If one restricts $Q$ to $D(Q_0)=\overline{C_c^\infty(\Omega)}^{\lVert\cdot\rVert_Q}$, then the generator is the corresponding divergence-type operator with Dirichlet boundary conditions.

The important property of $Q$ is that it is a Dirichlet form (see [MR92], Sectiion II.2), that is, if $u\in D(Q)$, then $(u\vee 0)\wedge 1\in D(Q)$ and $Q((u\vee 0)\wedge 1)\leq Q(u)$. The same is true for $Q_0$. Essentially, one only needs a sufficiently strong chain rule to see that $$ Q((u\vee 0)\wedge 1)=\int_\Omega 1_{0\leq u\leq 1} a\nabla u\cdot \nabla u\,dx\leq Q(u). $$ By abstract theory, this property of $Q$ is equivalent to $0\leq e^{tL}u\leq 1$ for all $0\leq u\leq 1$ (such semigroups are called sub-Markovian). This equivalence was probably first stated in [BD58], but without proof. A proof can be deduced from the more general main theorem in [Ouh96] (of course, there are also direct proofs, I just don't have a reference at hand).

Since $(e^{tL})$ is sub-Markovian, it extends to a strongly continuous contraction semigroup on $L^\infty(\Omega)$, and by taking adjoints one also gets a strongly continuous contraction semigroup on $L^1(\Omega)$. Since $^{tL}$ is symmetric on $L^2$, this construction yields the original semigroup on $L^1\cap L^2$.
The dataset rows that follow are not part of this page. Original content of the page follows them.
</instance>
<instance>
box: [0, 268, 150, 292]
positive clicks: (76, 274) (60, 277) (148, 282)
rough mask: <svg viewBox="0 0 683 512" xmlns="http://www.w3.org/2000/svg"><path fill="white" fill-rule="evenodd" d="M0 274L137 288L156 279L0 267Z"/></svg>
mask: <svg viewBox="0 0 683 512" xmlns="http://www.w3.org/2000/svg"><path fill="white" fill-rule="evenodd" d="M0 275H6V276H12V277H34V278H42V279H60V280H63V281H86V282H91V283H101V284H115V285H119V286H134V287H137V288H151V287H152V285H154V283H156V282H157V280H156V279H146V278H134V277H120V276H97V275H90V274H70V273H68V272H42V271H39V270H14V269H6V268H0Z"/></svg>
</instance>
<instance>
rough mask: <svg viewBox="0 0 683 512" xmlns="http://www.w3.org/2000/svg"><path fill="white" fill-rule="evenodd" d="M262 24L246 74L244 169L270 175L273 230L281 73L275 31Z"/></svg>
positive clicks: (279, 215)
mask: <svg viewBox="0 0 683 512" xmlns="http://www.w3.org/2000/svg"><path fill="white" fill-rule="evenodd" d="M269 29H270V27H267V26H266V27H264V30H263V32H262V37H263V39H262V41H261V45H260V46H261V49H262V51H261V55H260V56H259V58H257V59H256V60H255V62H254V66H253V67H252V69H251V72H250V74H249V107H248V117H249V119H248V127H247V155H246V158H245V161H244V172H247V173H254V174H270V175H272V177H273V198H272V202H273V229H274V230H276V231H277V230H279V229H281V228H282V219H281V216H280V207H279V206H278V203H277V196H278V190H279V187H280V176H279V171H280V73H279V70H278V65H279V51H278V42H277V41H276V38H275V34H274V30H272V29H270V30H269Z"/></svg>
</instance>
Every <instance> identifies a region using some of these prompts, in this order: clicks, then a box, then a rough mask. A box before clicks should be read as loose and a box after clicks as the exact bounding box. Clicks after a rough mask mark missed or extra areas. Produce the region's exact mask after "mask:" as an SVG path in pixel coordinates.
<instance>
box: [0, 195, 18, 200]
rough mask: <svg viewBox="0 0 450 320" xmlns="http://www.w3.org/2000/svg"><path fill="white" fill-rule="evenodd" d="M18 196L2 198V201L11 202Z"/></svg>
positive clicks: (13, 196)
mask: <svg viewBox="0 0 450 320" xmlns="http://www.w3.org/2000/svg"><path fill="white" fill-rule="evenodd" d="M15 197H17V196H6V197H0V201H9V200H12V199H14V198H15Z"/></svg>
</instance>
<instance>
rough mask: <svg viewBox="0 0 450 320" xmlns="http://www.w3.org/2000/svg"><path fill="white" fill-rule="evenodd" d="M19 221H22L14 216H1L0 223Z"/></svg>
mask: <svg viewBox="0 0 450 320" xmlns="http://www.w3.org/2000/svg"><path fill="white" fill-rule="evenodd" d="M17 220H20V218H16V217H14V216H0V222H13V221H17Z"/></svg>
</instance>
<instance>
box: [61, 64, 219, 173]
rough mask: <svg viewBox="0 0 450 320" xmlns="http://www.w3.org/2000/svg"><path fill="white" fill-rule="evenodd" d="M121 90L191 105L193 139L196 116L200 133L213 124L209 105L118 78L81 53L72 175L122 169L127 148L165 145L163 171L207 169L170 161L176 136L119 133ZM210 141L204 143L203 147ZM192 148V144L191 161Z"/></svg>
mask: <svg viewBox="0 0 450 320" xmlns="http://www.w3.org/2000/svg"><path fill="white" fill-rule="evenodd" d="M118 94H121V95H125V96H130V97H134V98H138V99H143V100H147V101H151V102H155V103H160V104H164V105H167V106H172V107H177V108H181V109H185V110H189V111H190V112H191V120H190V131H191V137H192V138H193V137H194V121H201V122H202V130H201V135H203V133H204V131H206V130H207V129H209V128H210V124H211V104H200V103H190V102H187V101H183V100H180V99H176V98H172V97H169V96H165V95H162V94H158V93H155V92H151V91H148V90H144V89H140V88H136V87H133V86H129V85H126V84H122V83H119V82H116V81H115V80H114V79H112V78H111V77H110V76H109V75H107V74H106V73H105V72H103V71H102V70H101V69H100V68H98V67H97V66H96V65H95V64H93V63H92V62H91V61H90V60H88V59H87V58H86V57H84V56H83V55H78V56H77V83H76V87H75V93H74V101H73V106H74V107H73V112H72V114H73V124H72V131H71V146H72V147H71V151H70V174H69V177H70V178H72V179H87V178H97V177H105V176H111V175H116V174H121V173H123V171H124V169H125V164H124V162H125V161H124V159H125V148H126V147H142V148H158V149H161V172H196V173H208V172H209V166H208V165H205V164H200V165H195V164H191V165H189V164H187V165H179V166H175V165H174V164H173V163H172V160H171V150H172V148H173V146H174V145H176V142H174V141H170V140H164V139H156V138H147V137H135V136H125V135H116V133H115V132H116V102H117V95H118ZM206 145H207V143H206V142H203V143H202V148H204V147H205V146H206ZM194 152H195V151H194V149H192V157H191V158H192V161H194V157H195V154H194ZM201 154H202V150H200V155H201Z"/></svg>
So, to answer your question:

Yes, the inequality holds, you can choose $C=1$, you do not even have to restrict to small times, $e^{tL}f$ converges to $f$ in $L^1$-norm as $t\to 0$, and it does not matter whether $\Omega$ is bounded or not.

References:
[MR92] Ma, Röckner. Introduction to the theory of (non-symmetric) Dirichlet forms.
[BD58] Beurling, Deny. Espaces de Dirichlet. I. Le cas élémentaire.
[Ouh96] Ouhabaz. Invariance of closed convex sets and domination criteria for semigroups.